Key to BILD’s success has been the ability to build the right internal culture that’s focused of digital subscriptions.

“It wasn’t that easy because you have to really change the mindset,” said Pol. “What was really hard for our editors in the newsroom is that they are journalists – they want to tell great stories to the biggest audience. At the beginning it was tough for them to hear that what is really special and unique you want to put to a small audience.

“But we really put them into it because we don’t have a technical base that decides what goes to Plus and what goes for free – so it’s a journalistic decision that we make. We showed them the numbers on the news desk and they started challenging themselves and tried to be like their own algorithm saying – if we do it a certain way it will lead to more subscribers.

“They were especially proud when we got more subscribers through their great and unique content than by a marketing campaign.”

Acquisitions, onboarding and a new venture

According to Pol, BILD’s main source of new subscribers are the existing users they get online – more than 25 million every month. The publisher tries to retarget them through online channels, whether through engaging content or through price promotions.

“Our most successful marketing channel are display campaigns on BILD.de,” says Pol. “We have struggled somewhat with social media but have seen good results on Instagram. We also see that we really have to push the engagement as fast as possible by personalised article recommendation or push messages.”

Over 70 per cent of our traffic is direct traffic.

An effective onboarding process is also crucial. “From the first day on you have to drive engagement and make sure that users download your app. We need them to subscribe to newsletters and reduce involuntary churn like when they get a new credit card. We highlight that they might have a payment problem very early and often.”
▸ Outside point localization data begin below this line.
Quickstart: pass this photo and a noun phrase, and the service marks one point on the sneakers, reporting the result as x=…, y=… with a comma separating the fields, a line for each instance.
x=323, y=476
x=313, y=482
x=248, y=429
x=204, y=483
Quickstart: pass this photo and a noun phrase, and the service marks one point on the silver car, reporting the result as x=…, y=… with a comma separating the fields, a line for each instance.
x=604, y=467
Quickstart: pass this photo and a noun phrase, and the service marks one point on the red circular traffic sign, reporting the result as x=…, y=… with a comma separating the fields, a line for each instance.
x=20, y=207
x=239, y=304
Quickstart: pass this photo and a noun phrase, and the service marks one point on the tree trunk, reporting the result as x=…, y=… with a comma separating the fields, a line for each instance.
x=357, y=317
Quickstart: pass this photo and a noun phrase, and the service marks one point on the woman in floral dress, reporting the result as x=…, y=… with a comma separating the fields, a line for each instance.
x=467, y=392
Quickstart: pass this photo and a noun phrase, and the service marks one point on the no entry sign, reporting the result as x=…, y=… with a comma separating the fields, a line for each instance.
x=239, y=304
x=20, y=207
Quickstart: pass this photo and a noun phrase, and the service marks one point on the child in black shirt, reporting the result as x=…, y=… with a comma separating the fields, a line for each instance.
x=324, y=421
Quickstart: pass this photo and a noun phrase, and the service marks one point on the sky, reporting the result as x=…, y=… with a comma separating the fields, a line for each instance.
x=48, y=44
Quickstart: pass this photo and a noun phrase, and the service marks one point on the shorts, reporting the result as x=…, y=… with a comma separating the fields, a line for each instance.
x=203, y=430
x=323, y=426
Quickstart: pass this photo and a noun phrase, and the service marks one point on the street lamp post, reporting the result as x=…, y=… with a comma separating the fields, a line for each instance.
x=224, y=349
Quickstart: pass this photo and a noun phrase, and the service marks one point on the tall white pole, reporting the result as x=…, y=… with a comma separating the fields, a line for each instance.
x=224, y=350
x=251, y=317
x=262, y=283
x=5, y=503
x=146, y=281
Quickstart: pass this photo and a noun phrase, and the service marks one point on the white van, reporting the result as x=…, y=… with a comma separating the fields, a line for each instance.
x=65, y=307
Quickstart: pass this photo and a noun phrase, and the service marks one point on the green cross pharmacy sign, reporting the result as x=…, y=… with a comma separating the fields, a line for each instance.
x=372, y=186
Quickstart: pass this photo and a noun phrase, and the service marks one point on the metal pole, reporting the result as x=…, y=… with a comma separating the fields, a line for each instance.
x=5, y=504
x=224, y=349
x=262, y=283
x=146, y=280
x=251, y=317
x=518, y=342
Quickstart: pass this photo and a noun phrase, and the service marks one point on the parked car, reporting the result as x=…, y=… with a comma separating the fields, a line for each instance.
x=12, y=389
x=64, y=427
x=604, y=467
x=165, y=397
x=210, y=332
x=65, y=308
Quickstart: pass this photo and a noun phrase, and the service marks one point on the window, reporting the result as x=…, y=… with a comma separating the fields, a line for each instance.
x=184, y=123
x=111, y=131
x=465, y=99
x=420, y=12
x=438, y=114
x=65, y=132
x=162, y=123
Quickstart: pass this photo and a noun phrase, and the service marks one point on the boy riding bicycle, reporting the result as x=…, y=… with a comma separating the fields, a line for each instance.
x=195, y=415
Pol said first party data is key for BILD with the company building first party and second party data stock and trying to get users to register through its service to build a locked-in relationships with its readers.

Looking towards the future, BILD is launching a new TV channel soon after having great success with video. “In 2020 eight of the top 10 converting contents have been video related – documentaries or live streams,” says Pol. “We have made sure documentaries we produce on our own fits to the news we cover online. And live streams of boxing, MMA and soccer have also worked really well. That is why we have decided on a new adventure and launching a TV channel. We are all pretty excited.”